Egyptian revolution brings show of religious unity after tensions
The surge of popular unity that toppled Hosni Mubarak last week has eased tension between Egypt’s Muslims and the Coptic Christian minority and raised hopes for lasting harmony. Muslims and Christians joined hands and formed human shields to protect each other from riot police as members of the different faiths prayed during the protests in Cairo.
Alongside banners demanding Mubarak’s resignation and an end to emergency rule, protesters held aloft posters of the Christian cross and Islamic crescent together against the red white and black of Egypt’s flag.
“Egypt has been victorious over what they called sectarian strife,” respected Muslim preacher Sheikh Youssef al-Qaradawi told millions gathered in Cairo’s Tahrir (Liberation) Square on Friday. “Here in Tahrir, the Christian and Muslim stood side by side,” he said. “This cursed strife is no more.”
Some of Egypt’s Copts, who make up a tenth of Egypt’s 79 million population, say it will take more than effusive displays of interfaith unity to heal the wounds of the past. “I am still afraid of what will happen in the future,” said Marie, a tourism worker in her late 20s. “More guarantees are needed that Copts will live freely and be treated fairly.”
Others say they have already noticed a positive change.
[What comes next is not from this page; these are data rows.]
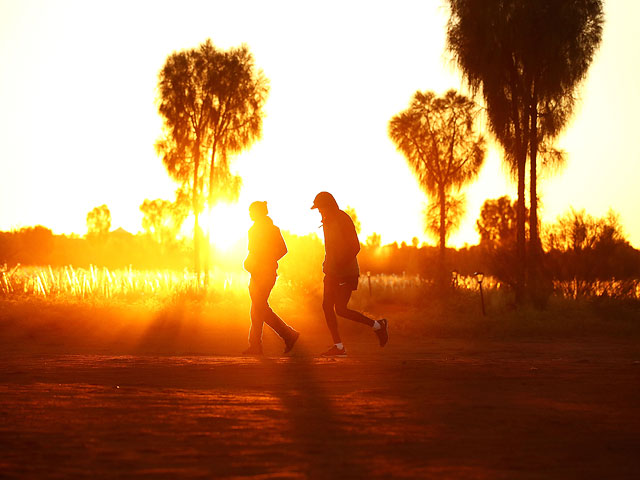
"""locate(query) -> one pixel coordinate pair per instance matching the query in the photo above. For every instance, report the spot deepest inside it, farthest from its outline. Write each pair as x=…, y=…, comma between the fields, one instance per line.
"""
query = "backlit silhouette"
x=211, y=102
x=266, y=247
x=526, y=59
x=341, y=272
x=438, y=137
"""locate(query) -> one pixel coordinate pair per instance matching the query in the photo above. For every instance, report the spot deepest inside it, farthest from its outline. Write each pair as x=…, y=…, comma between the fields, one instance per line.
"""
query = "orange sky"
x=79, y=119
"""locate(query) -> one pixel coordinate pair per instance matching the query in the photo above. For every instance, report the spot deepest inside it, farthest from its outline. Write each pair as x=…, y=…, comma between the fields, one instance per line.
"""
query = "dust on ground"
x=422, y=407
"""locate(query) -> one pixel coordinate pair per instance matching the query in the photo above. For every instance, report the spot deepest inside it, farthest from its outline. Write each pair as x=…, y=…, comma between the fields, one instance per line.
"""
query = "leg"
x=266, y=314
x=328, y=306
x=343, y=295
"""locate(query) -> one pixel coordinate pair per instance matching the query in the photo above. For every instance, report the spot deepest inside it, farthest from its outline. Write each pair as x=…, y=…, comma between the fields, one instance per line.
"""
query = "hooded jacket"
x=266, y=247
x=341, y=245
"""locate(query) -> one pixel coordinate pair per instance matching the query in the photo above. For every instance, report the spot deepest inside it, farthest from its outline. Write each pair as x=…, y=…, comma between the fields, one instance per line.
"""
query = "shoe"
x=334, y=351
x=291, y=341
x=253, y=351
x=383, y=333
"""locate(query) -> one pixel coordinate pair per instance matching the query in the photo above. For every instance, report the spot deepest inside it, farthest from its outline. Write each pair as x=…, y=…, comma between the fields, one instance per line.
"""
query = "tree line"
x=522, y=61
x=576, y=247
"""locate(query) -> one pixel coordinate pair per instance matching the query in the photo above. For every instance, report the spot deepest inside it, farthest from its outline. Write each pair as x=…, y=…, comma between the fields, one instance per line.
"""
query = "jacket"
x=266, y=247
x=341, y=245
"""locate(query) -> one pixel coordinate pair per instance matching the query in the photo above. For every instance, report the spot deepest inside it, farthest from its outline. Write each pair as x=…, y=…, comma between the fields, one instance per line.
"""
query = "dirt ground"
x=422, y=407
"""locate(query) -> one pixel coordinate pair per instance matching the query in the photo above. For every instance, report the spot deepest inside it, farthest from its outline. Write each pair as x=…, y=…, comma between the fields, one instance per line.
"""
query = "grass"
x=412, y=303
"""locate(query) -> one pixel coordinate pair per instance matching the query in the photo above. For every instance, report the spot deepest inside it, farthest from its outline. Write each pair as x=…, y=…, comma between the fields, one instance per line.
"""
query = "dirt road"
x=467, y=409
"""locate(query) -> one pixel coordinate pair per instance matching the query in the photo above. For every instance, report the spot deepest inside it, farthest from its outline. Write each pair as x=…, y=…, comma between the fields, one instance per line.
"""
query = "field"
x=140, y=376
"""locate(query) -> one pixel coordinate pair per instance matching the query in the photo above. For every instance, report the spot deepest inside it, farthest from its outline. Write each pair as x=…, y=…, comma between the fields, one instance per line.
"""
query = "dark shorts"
x=331, y=282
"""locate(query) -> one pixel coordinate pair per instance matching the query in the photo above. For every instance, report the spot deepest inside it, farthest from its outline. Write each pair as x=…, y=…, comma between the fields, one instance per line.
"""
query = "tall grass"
x=103, y=283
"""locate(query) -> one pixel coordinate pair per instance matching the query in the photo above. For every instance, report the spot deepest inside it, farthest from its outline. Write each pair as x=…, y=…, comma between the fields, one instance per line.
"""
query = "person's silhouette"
x=341, y=273
x=266, y=247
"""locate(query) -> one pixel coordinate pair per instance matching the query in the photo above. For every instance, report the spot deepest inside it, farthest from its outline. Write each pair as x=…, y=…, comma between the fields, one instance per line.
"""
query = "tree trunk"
x=443, y=237
x=207, y=265
x=196, y=212
x=520, y=134
x=535, y=248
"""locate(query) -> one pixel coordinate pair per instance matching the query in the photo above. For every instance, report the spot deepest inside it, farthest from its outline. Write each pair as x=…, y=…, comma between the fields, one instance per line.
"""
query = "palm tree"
x=437, y=136
x=212, y=104
x=526, y=58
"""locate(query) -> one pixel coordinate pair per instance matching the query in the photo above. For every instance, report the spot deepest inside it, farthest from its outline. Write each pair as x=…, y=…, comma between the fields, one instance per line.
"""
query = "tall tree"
x=439, y=139
x=211, y=102
x=98, y=222
x=526, y=58
x=162, y=219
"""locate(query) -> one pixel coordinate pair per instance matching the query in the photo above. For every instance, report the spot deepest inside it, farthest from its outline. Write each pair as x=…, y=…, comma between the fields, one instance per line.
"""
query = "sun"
x=228, y=225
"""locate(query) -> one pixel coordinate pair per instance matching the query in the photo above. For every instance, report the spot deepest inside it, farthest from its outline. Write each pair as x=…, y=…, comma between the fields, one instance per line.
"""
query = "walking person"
x=266, y=247
x=341, y=271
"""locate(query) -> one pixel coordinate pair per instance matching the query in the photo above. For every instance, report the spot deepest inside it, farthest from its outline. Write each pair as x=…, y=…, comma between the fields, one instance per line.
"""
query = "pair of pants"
x=336, y=295
x=259, y=291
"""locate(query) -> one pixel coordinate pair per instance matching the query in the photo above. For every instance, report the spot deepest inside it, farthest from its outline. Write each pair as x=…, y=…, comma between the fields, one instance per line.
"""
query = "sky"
x=78, y=122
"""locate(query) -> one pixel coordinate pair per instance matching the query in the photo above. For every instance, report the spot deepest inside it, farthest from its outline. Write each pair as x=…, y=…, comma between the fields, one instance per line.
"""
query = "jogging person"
x=341, y=271
x=266, y=247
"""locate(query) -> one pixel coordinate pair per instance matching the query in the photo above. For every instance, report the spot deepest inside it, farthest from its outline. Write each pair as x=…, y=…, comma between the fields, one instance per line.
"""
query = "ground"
x=454, y=407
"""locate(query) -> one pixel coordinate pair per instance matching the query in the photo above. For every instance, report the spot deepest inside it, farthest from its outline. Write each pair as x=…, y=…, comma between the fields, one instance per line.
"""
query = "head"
x=325, y=203
x=258, y=210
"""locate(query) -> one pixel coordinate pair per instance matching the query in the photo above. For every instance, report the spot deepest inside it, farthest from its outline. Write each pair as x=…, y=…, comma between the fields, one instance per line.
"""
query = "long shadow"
x=322, y=443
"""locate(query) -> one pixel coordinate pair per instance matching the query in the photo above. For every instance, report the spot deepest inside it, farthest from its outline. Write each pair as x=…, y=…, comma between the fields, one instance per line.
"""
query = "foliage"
x=455, y=210
x=526, y=58
x=437, y=136
x=98, y=222
x=211, y=103
x=162, y=219
x=584, y=250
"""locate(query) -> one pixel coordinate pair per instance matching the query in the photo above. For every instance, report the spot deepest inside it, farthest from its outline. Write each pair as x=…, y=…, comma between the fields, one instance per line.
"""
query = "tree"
x=526, y=58
x=497, y=228
x=162, y=219
x=497, y=222
x=455, y=210
x=98, y=222
x=212, y=103
x=437, y=136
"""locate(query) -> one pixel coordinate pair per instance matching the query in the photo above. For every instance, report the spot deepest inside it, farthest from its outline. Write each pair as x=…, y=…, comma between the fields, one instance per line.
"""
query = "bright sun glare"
x=228, y=224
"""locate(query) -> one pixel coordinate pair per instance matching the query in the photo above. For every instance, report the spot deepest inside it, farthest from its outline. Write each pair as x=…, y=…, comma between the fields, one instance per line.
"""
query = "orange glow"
x=228, y=226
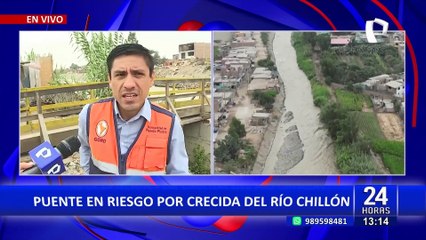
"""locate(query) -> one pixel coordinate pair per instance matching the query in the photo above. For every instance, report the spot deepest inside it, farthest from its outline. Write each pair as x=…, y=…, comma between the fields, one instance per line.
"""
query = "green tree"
x=309, y=37
x=200, y=163
x=323, y=41
x=237, y=127
x=331, y=115
x=95, y=48
x=265, y=38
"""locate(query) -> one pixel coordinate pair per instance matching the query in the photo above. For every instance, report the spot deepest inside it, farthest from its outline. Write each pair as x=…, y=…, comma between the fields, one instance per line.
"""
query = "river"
x=301, y=144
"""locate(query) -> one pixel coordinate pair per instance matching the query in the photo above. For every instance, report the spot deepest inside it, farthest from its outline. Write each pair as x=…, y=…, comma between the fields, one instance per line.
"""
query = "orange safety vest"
x=148, y=154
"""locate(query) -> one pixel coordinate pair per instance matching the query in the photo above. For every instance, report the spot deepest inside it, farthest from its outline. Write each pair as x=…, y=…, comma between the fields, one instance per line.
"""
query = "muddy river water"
x=301, y=144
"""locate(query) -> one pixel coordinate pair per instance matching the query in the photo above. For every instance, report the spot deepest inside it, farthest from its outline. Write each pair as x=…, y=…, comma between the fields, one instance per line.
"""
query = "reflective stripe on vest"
x=149, y=152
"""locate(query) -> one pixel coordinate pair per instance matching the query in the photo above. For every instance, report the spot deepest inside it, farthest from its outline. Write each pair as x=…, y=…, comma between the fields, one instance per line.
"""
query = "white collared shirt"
x=128, y=130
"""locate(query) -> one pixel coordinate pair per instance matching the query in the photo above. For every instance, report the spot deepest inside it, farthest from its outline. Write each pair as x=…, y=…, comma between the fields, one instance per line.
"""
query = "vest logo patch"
x=101, y=128
x=161, y=130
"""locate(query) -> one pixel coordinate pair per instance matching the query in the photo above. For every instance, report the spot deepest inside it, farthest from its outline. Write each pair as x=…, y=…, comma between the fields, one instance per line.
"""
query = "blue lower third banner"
x=177, y=200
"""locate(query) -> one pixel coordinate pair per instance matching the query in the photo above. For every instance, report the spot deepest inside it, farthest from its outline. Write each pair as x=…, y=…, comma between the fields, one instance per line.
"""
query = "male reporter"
x=127, y=134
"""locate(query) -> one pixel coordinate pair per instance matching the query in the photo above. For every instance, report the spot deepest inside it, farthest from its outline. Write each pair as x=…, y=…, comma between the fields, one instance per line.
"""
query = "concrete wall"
x=202, y=50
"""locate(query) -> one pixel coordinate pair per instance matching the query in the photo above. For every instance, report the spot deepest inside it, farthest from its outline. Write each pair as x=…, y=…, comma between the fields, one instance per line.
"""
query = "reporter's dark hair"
x=130, y=49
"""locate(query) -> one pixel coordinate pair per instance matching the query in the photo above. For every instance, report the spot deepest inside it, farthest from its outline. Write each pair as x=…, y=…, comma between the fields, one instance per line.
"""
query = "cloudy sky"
x=59, y=44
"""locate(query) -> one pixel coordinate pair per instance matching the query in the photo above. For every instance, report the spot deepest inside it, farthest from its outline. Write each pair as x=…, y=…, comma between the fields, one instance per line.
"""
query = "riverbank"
x=299, y=144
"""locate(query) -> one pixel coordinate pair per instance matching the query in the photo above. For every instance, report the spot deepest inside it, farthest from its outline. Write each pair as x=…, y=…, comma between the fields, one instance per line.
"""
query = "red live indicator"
x=34, y=19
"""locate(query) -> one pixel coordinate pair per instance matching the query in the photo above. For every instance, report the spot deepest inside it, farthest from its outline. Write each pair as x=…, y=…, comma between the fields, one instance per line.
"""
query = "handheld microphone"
x=49, y=160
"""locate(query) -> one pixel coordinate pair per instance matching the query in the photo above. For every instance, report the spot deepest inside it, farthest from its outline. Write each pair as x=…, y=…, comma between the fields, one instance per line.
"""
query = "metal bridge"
x=189, y=98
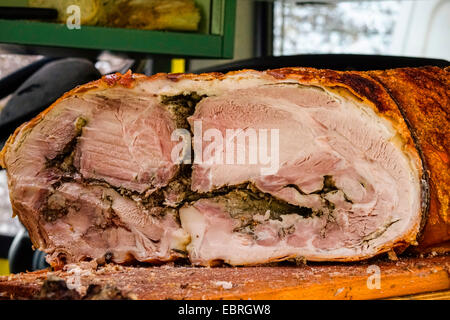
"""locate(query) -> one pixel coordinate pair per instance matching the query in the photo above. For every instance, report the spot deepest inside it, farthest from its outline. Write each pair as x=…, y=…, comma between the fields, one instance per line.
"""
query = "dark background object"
x=14, y=80
x=360, y=62
x=22, y=257
x=28, y=13
x=41, y=89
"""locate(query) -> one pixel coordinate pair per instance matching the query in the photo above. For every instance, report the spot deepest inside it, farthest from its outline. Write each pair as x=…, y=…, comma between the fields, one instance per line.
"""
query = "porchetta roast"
x=241, y=168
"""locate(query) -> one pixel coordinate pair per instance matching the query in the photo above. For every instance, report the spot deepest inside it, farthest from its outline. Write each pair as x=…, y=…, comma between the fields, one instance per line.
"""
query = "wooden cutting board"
x=405, y=277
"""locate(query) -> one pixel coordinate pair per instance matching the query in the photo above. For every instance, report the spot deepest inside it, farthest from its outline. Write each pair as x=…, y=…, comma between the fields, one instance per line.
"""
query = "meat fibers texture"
x=362, y=167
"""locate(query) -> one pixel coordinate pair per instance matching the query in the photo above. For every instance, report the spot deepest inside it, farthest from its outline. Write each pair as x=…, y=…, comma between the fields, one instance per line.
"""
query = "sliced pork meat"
x=243, y=168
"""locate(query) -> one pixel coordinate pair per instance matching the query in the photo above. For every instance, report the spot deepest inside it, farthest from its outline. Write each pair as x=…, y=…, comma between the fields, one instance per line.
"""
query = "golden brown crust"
x=419, y=92
x=424, y=96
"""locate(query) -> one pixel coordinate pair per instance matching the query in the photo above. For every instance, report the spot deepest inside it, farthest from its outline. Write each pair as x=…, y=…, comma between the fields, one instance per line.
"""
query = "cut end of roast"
x=94, y=177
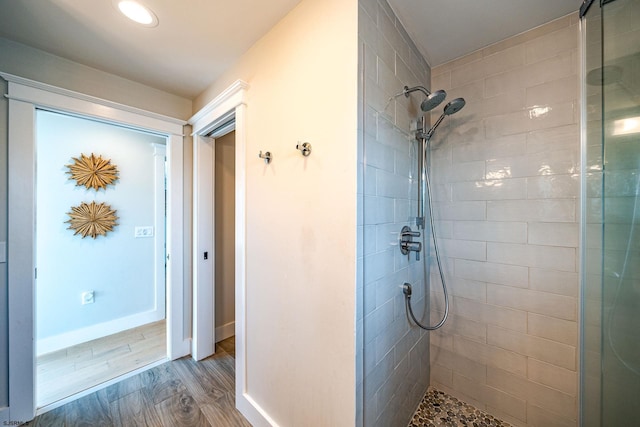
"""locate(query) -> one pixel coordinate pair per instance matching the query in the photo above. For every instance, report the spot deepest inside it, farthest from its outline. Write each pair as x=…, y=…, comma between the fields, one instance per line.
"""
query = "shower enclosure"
x=610, y=365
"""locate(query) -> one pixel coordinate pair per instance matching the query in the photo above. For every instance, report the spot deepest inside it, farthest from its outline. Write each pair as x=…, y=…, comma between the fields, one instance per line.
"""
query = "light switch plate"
x=143, y=232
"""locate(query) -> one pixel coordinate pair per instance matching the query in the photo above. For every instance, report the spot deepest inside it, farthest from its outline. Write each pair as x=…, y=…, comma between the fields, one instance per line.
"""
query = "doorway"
x=25, y=98
x=224, y=231
x=100, y=287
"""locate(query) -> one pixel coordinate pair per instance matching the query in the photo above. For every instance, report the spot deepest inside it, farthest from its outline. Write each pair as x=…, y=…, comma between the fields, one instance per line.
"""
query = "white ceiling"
x=447, y=29
x=197, y=40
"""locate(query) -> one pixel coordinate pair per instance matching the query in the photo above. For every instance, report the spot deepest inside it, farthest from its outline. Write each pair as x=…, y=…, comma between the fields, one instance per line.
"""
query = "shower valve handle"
x=407, y=244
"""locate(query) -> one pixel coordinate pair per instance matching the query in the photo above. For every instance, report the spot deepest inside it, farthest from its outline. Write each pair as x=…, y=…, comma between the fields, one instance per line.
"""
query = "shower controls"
x=266, y=156
x=305, y=148
x=407, y=244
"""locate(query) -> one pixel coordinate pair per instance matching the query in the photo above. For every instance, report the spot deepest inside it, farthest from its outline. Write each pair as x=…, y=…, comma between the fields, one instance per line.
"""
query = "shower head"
x=449, y=109
x=433, y=99
x=454, y=106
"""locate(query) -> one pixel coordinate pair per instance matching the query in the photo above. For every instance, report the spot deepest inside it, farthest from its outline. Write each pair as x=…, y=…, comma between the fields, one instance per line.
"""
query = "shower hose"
x=406, y=289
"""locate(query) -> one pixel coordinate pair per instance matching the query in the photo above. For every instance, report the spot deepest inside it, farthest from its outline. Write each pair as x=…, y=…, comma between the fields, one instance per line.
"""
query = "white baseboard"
x=4, y=416
x=225, y=331
x=256, y=416
x=68, y=339
x=95, y=388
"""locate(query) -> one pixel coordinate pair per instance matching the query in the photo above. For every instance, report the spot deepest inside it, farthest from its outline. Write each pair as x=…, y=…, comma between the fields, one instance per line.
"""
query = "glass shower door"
x=611, y=310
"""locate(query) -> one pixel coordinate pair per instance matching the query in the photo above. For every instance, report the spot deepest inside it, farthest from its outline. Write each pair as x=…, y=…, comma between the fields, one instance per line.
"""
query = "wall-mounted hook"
x=266, y=156
x=305, y=148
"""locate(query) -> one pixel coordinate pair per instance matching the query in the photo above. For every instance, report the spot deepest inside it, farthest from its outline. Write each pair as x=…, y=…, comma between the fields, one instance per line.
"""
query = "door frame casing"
x=25, y=96
x=230, y=104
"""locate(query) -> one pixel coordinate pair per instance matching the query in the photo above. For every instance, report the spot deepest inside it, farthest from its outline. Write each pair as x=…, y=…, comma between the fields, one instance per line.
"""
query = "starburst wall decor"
x=92, y=171
x=92, y=219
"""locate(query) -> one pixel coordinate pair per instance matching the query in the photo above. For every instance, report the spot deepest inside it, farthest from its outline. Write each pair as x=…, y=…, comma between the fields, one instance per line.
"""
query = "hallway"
x=178, y=393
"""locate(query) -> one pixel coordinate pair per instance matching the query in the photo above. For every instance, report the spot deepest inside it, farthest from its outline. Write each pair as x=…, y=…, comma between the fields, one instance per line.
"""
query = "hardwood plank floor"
x=181, y=393
x=71, y=370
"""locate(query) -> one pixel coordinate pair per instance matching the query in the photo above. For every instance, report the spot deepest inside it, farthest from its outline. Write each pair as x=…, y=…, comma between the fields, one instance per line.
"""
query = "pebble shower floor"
x=440, y=409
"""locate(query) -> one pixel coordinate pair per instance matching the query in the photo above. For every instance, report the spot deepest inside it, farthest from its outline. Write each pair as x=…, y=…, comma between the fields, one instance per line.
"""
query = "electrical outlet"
x=143, y=232
x=88, y=297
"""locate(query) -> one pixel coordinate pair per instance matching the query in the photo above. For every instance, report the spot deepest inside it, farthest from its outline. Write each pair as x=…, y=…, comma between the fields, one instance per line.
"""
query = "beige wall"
x=34, y=64
x=224, y=230
x=506, y=179
x=301, y=214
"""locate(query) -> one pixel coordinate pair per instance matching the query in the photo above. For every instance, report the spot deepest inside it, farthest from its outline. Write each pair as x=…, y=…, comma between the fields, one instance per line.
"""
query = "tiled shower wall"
x=394, y=371
x=506, y=177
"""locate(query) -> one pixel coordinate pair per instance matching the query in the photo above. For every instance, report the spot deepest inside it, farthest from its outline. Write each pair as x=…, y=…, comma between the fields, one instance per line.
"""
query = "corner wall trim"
x=207, y=118
x=95, y=100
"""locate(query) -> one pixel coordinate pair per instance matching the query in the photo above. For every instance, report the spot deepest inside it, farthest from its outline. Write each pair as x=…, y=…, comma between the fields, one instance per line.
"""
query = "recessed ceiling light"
x=137, y=12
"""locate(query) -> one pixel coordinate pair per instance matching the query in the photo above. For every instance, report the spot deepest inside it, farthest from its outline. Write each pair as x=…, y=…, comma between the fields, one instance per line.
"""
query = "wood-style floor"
x=74, y=369
x=182, y=393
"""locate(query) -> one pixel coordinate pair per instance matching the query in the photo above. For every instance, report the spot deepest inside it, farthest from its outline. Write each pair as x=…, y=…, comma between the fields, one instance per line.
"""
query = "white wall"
x=4, y=350
x=225, y=236
x=301, y=214
x=34, y=64
x=119, y=268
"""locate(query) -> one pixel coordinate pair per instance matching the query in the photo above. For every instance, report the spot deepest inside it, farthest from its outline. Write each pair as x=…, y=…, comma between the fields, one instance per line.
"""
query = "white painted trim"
x=225, y=331
x=160, y=226
x=23, y=101
x=202, y=344
x=227, y=100
x=177, y=344
x=233, y=99
x=61, y=402
x=81, y=96
x=101, y=111
x=100, y=330
x=21, y=262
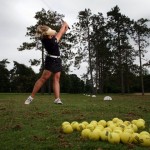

Lawyer Peter el-Naggar, who spent years defending the right of Christians to have their religion recognized, said officials were often reluctant to recognise a Christian’s religion, but this changed when Mubarak’s government fell.
“The Ministry of Interior has issued a decision saying everyone who has a church document stating that his faith is Christianity will be recognized as such by the state,” he said.